6.03.2008

The Pantry and the Fridge

Now, we’ll start with the most obvious place: your food.

If you have celiacs, an allergy, or are gluten intolerant, you have to remember that you’ll need to be more strict than someone who is going on a gluten free diet for other health reasons. You have to deal with cross-contamination issues that other people don’t. Also, your body is healing after years of damage, so you won’t be able to stomach as much. Get it? Stomach? Ok, so bad pun, but it’s true. Since your intestines aren’t working well, you will be more sensitive to certain foods for a while until things are working better. It’s smart to stay away from food that is spicy, hard to digest, and are acidic. Also, it’s probably a good idea to not eat many products that are replacements for gluten items (e.g. gluten free pasta, cake mixes, bread, etc). They aren’t really easy to digest and aren’t nearly as nutritious as other things. Always talk to your doctor or a dietitian, but many people believe that you should be eating plain meat, veggies, and fruit. The logic is that your body isn’t absorbing nutrients like it should, so anything you can put in your body needs to try to make up for that fact. Depressing, I know.

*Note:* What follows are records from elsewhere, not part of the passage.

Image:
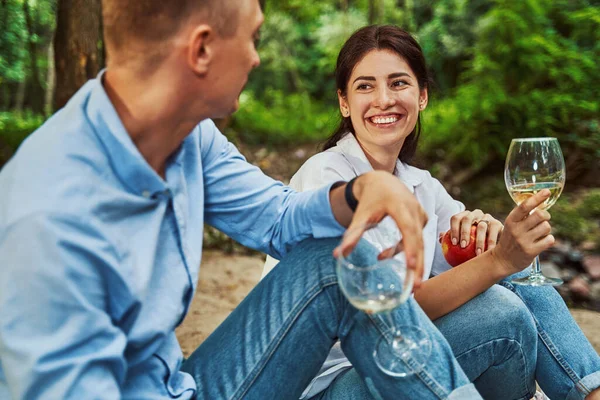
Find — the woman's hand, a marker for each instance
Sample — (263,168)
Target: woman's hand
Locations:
(488,229)
(526,234)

Keeping that in mind, let’s start with the pantry.

What I did was take three boxes and a trash bag and set it next to me. One is labeled “To Keep,” one is labeled “To Give Away,” one is labeled “Don’t Know” and one is, well, a trash bag. All foods that goes back into the pantry put in the keep box and the food that you can no longer eat but it still good to give to friends or donate goes in the other box. There will be a list of items that might be fine, but you’ll have to contact the manufacturer to see, so they go in the “Don’t Know” box.

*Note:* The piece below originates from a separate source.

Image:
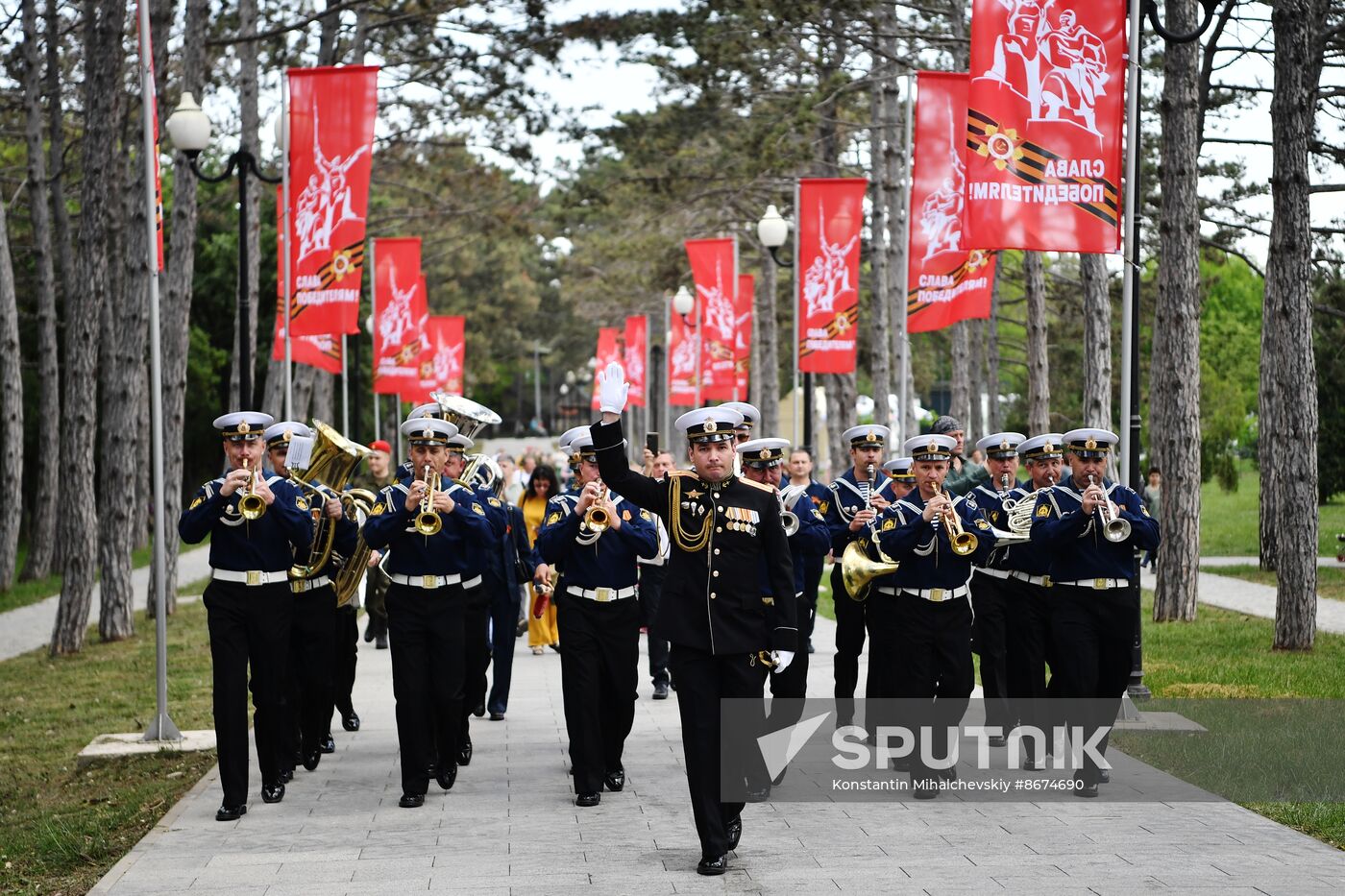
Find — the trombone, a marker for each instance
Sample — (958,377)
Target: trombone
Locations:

So, let’s start with the obvious: bread, pasta, cereal, and wheat flour is out. If you are like me, you don’t even want to touch it at this point! Bye bye evil gluten!

Next, let’s look at your spice rack. Any spice that contains just itself as an ingredient (e.g. oregano) is probably fine. The only issue of cross contamination would have been if you used the same measuring spoons in them as you had with flour or something else containing gluten. Throw it away if you are uncertain. Many seasoning mixes (e.g. Italian mix, grilled poultry mix, etc) contain either MALTODEXTRIN or DEXTROSE. Get rid of those. Both ingredients can be made from wheat, but not necessarily. There isn’t a good way of knowing. Some people say that if you purchase them in the United States that they should be fine, but I get bad stomach cramps when I eat them sometimes, so I stay away altogether.

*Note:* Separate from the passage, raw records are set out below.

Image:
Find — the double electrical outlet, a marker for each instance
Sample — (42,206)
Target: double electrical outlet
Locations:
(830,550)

Now, go through each item in your pantry. Things you need to look out for are the standard hidden ingredients:

Barley
Dextrose
Modified Food Starch
Malt
Maltodextrin
Natural and Artificial flavors
Oats (because it’s shipped on the same equipment as other grains)
Rye
Vinegar (except Distilled, Wine, or Apple Cider)
Wheat

A more complete list is located here: Unsafe Ingredients List


If the only questionable ingredient is maltodextrin, dextrose, or the flavoring you can put then in the “Don’t Know” box to contact the manufacturer later to see.

Repeat the same steps you did with your pantry on your fridge. It’s important to remember about cross-contamination. Your butter, for example, you probably used the same knife to spread it on bread as you did to cut it with. Keep it in mind.

Once you are done, clean the shelves just to remove any traces of flour or gluten that might be hanging around.

Step back and admire your work.

Looks really bare, huh?!?

That’s ok, before you know it, it will be full of yummy gluten-free food and now you can rest easy knowing that your food won’t hurt you. Celebrate your victory! You’re one step closer!